Mozer said that security personnel were called to the hall where they detained the protesters.
The film is due to be screened a second time in Auckland and the demonstrators have threatened to disrupt it again, Hadashot News said.
The film is based on six hours of interview footage from 1968 — a year after Israel captured the West Bank, Gaza, the Golan Heights, and East Jerusalem during the Six Day War.
It was discovered in a Jerusalem archive and includes Ben-Gurion, then 82, and living in the Negev, expressing his views about making peace with the Arab world.
In the Newsroom interview, Mozer invited the protesters to watch the film, saying they would be “surprised.”
“Ben-Gurion was against keeping the territories.
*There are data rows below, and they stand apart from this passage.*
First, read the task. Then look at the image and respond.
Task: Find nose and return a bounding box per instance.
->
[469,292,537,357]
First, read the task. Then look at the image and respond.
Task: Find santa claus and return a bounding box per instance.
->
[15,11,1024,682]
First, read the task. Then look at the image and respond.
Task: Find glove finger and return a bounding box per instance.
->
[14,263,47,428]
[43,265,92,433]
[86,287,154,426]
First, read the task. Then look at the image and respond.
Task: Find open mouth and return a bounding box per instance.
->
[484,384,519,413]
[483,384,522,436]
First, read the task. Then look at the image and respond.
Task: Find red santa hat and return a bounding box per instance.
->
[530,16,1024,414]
It was always his view that Israel would have to withdraw back to its pre-1967 lines if it was to have a lasting peace,” said Mozer.
“He had a clear vision that we would end up where we are today if that didn’t happen.
“He considered that there was enough land in the Negev desert for all the Jewish settlers and offered to give back the occupied areas including the whole of Jerusalem in order to have a two-state solution.
“He thought having a country was more important than having Jerusalem.”
Mozer said those calling for a cultural boycott of Israel were “ignorant” and worked against the chances for peace.
“The whole reason we [documentary-makers] are doing these films is so people can get a better understanding and see different points of view. If the boycott movement shuts artists down or makes us silent, it stops dialogue,” he added.